Having hypertension was defined as antihypertensive drugs usage, systolic blood pressure ≥ 140 mmHg, and/or diastolic blood pressure ≥ 90 mmHg.

Definition of sarcopenia

Sarcopenia was defined according to the Asian Working Group for Sarcopenia guidelines, utilizing SMI and handgrip strength [3]. People who had both low muscle strength, indicating handgrip strength < 28 kg for men and < 18 kg for women, and low skeletal muscle mass indicating SMI < 7.0 kg/m2 for men and < 5.7 kg/m2 for women, were diagnosed with sarcopenia [3].

Statistical analyses

Data are presented as frequencies of potential confounding variables or means (standard deviation [SD]). The participants were classified into the following two groups based on having a family dentist, toothbrushing behavior, chewing ability and use of complete dentures. The differences in the continuous variables and categorical variables were evaluated using Student’s t-test and chi-square test, respectively. Logistic regression analyses were run to determine the odds ratio (OR) and 95% confidence interval (CI) for having a family dentist, toothbrushing behavior, chewing ability, or use of complete dentures in the presence of sarcopenia, adjusting for age, sex, smoking habits and exercise habits.

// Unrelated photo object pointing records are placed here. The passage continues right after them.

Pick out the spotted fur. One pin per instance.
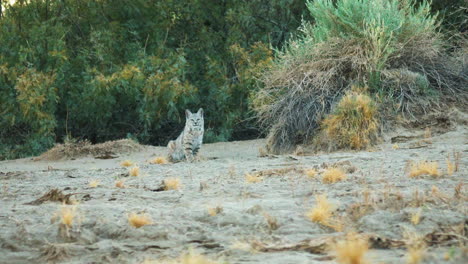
(187, 145)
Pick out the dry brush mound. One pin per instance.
(394, 48)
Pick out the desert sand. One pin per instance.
(255, 222)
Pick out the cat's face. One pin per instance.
(194, 120)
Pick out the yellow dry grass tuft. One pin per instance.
(139, 220)
(159, 160)
(322, 213)
(424, 168)
(415, 255)
(120, 183)
(134, 171)
(213, 211)
(333, 175)
(311, 173)
(353, 123)
(126, 163)
(253, 178)
(351, 250)
(416, 217)
(67, 215)
(450, 167)
(416, 247)
(171, 184)
(94, 183)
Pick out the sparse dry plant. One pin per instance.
(416, 248)
(126, 163)
(271, 221)
(253, 178)
(353, 123)
(134, 171)
(311, 173)
(322, 212)
(424, 168)
(94, 183)
(159, 160)
(139, 220)
(415, 217)
(351, 250)
(120, 183)
(333, 175)
(450, 167)
(67, 215)
(171, 184)
(453, 166)
(213, 211)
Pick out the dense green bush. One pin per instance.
(103, 70)
(393, 47)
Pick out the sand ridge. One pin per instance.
(262, 222)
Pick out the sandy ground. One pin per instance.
(376, 198)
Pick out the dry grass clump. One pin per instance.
(253, 178)
(352, 124)
(351, 250)
(54, 252)
(126, 163)
(94, 183)
(134, 171)
(424, 168)
(416, 248)
(311, 173)
(171, 184)
(213, 211)
(159, 160)
(333, 175)
(453, 166)
(392, 47)
(416, 217)
(79, 149)
(139, 220)
(67, 215)
(322, 213)
(120, 183)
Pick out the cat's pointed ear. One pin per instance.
(187, 113)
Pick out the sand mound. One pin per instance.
(104, 150)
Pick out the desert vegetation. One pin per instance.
(363, 105)
(392, 50)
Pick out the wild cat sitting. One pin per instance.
(186, 146)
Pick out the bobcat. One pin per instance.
(186, 146)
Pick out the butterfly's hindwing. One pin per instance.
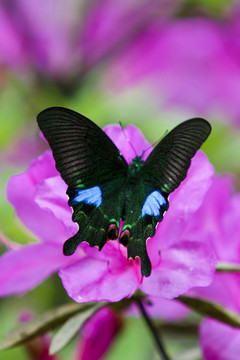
(97, 211)
(144, 209)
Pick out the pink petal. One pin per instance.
(21, 192)
(93, 278)
(130, 140)
(181, 267)
(23, 269)
(51, 195)
(219, 341)
(183, 203)
(169, 310)
(97, 335)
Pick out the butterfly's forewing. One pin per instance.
(164, 170)
(167, 165)
(94, 171)
(84, 154)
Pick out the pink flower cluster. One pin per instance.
(203, 216)
(40, 200)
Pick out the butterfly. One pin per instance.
(104, 190)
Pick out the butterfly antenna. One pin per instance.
(127, 138)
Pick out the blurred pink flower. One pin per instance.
(64, 39)
(192, 63)
(97, 335)
(219, 214)
(40, 200)
(39, 34)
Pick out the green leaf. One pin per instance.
(71, 328)
(43, 323)
(227, 267)
(212, 309)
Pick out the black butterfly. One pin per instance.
(103, 189)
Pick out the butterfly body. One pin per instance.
(104, 190)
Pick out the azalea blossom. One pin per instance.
(40, 200)
(64, 39)
(98, 334)
(189, 63)
(218, 217)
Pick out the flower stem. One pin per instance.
(153, 330)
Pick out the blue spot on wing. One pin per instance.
(154, 204)
(89, 196)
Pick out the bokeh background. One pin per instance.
(146, 62)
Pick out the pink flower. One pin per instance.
(64, 39)
(40, 200)
(97, 335)
(39, 34)
(220, 214)
(191, 63)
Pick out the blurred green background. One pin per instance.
(25, 91)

Statistical analyses were conducted using EZR (Saitama Medical Center, Jichi Medical University, Saitama, Japan) [29], a graphical user interface for R (The R Foundation for Statistical Computing, Vienna, Austria). Differences were considered statistically significant at p values of < 0.05.

Results

A total of 304 individuals with T2DM were included in the present study. We excluded 38 people: 26 who did not undergo the multifrequency impedance body composition analyzer test, and 12 who did not undergo measurement of handgrip strength; finally, a total of 266 people (162 men and 104 women) were included in this study (shown in Fig. 1).

Fig. 1
figure 1

Study flow diagram for the registration of participants

Full size image

The clinical characteristics of the study participants are summarized in Table 1. Mean age, BMI, SMI, and handgrip strength were 69.1 ± 8.7 years, 23.6 ± 3.9 kg/m2, 6.9 ± 1.1 kg/m2, and 26.4 ± 8.5 kg, respectively. The proportion of sarcopenia was 18.0% (n = 48), and the proportions of participants not having a family dentist, those without a toothbrushing behavior, those with poor chewing ability, and those with complete dentures usage were 30.5% (n = 81), 33.1% (n = 88), 25.2% (n = 67), and 14.3% (n = 38), respectively. Metformin and dipeptidyl peptide 4 inhibitor were used 43.6% (n = 116) and 35.3% (n = 94).

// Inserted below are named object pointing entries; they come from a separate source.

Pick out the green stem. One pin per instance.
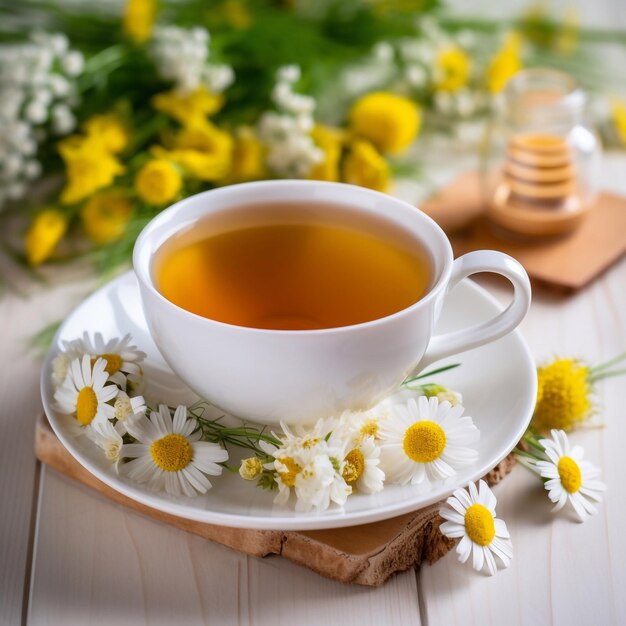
(607, 364)
(602, 375)
(445, 368)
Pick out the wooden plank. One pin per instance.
(19, 404)
(368, 554)
(563, 572)
(101, 563)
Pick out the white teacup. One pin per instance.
(297, 376)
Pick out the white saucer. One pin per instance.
(498, 383)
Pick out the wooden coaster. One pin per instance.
(366, 555)
(566, 263)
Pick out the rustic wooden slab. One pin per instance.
(366, 555)
(567, 263)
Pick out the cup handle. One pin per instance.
(441, 346)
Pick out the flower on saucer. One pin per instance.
(123, 359)
(360, 467)
(310, 464)
(472, 518)
(74, 349)
(569, 476)
(126, 409)
(85, 393)
(425, 440)
(169, 455)
(107, 437)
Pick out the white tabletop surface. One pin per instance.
(70, 557)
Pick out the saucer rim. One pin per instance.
(331, 518)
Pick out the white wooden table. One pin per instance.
(70, 557)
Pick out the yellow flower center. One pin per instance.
(563, 398)
(479, 524)
(570, 475)
(354, 466)
(370, 429)
(114, 362)
(288, 476)
(424, 441)
(171, 453)
(86, 405)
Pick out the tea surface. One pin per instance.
(292, 276)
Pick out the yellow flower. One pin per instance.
(189, 107)
(563, 398)
(452, 68)
(618, 110)
(138, 19)
(390, 122)
(247, 158)
(364, 166)
(202, 149)
(89, 167)
(506, 63)
(237, 14)
(43, 235)
(106, 215)
(158, 182)
(330, 140)
(108, 131)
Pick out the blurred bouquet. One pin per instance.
(131, 110)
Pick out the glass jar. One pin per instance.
(541, 160)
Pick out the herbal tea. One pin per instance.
(292, 276)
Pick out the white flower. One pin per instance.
(32, 169)
(570, 478)
(63, 120)
(85, 393)
(169, 455)
(309, 464)
(36, 112)
(426, 440)
(73, 63)
(123, 359)
(108, 437)
(127, 409)
(472, 518)
(360, 467)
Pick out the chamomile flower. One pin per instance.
(310, 464)
(107, 437)
(472, 518)
(123, 359)
(126, 409)
(360, 467)
(569, 476)
(169, 455)
(425, 440)
(85, 393)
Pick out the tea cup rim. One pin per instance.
(142, 261)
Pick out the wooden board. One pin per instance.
(567, 263)
(366, 555)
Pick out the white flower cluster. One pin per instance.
(182, 56)
(160, 448)
(407, 438)
(291, 153)
(420, 70)
(37, 94)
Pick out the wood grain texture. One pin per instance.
(368, 554)
(20, 318)
(563, 572)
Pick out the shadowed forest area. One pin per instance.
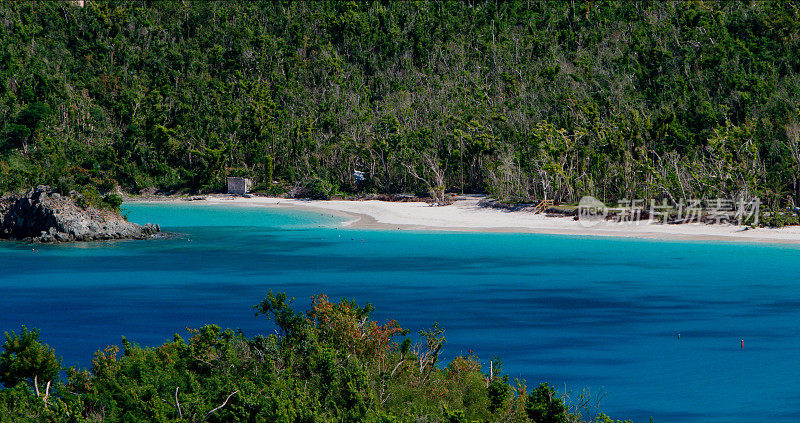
(332, 363)
(522, 100)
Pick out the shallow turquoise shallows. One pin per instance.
(599, 314)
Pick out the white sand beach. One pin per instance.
(466, 215)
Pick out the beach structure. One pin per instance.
(239, 186)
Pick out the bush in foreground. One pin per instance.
(332, 363)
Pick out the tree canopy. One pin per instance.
(522, 100)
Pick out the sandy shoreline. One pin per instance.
(465, 215)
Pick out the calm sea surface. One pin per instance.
(580, 313)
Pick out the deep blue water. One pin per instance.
(601, 314)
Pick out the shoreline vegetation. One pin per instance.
(470, 213)
(332, 363)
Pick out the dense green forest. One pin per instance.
(522, 100)
(332, 363)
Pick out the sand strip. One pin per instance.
(467, 216)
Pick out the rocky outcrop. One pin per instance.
(43, 215)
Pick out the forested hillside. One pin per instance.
(523, 100)
(332, 363)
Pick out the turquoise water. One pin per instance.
(600, 314)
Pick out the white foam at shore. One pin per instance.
(466, 215)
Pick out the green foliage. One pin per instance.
(26, 359)
(545, 406)
(616, 99)
(331, 363)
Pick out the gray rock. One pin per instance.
(42, 215)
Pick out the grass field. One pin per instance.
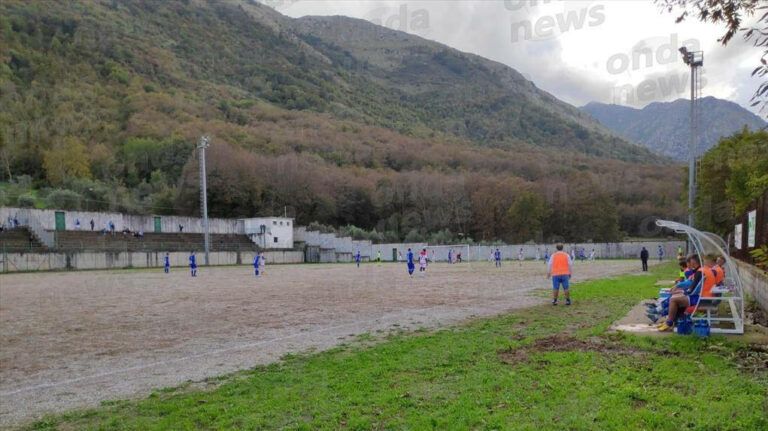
(539, 368)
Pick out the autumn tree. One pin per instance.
(527, 217)
(67, 159)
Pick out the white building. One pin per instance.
(270, 232)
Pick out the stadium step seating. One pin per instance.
(19, 240)
(159, 242)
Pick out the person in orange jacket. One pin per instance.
(560, 269)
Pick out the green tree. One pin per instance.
(526, 217)
(68, 159)
(733, 174)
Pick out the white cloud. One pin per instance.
(580, 51)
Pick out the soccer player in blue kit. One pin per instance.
(192, 264)
(409, 262)
(256, 264)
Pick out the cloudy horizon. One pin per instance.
(621, 52)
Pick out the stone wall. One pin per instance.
(13, 262)
(133, 222)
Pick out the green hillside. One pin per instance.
(101, 103)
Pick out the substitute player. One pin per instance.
(166, 263)
(423, 265)
(560, 269)
(192, 264)
(409, 262)
(256, 264)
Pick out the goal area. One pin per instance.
(440, 253)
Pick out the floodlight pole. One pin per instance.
(692, 150)
(694, 59)
(202, 145)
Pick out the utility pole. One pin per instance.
(694, 59)
(202, 145)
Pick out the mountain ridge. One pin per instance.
(669, 123)
(102, 102)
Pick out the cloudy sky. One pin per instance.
(609, 51)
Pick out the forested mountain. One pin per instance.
(340, 120)
(664, 127)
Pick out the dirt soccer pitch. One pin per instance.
(75, 339)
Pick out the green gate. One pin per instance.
(60, 221)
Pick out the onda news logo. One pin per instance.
(548, 19)
(403, 18)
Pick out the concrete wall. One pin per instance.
(279, 231)
(12, 262)
(329, 242)
(755, 283)
(132, 222)
(509, 252)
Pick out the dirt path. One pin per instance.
(71, 340)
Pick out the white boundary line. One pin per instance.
(182, 359)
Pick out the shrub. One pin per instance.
(25, 201)
(65, 200)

Table 1 Clinical characteristics of study participants
Full size table

Table 2 reveals the results of the clinical characteristics of the participants according to dental care and oral condition. The proportion of sarcopenia with people not having a family dentist was higher than those having a family dentist (27.2% vs. 14.1%, p = 0.017). The proportion of sarcopenia with poor chewing ability was higher than those with good chewing ability (26.9% vs. 15.1%, p = 0.047), and those with use of complete denture were higher than those without use of complete denture (36.8% vs. 14.9%, p = 0.002). The proportion of sarcopenia in people without toothbrushing behavior tended to be higher than that in people with toothbrushing behavior, although the difference was not statistically significant (25.0% vs. 14.6%, p = 0.057). The proportion of not having a family dentist (52.6% vs. 26.8%, p = 0.003), no toothbrushing behavior (55.3% vs. 20.2%, p < 0.001), and low chewing ability (55.3% vs. 20.2%, p < 0.001) in people with use of complete dentures was higher than those without.

Table 2 Clinical characteristics according to dental care and oral conditions
Full size table

Furthermore, not having a family dentist (adjusted OR, 2.48 [95% CI: 1.21–5.09], p = 0.013), poor chewing ability (adjusted OR, 2.12 [95% CI: 1.01–4.46], p = 0.048), and use of complete dentures (adjusted OR, 2.38 [95% CI: 1.01–5.99], p = 0.046) were related to the presence of sarcopenia. The absence of toothbrushing behavior was associated with the presence of sarcopenia (unadjusted OR, 1.95 [95% CI: 1.03–3.68], p = 0.040), although it was not statistically significant after adjusting for covariates (adjusted OR, 1.71 [95% CI: 0.81–3.59], p = 0.157) (Table 3).

Table 3 Odds ratio of dental care and oral conditions on the presence of sarcopenia
Full size table

Discussion

The present study is the first investigation of the relationship between dental care and oral conditions, such as having a family dentist, toothbrushing behavior, chewing ability or usage of complete dentures, and the prevalence of sarcopenia in people with T2DM. The results of the present study showed that not having a family dentist, poor chewing ability, and use of complete dentures were associated with a higher prevalence of sarcopenia.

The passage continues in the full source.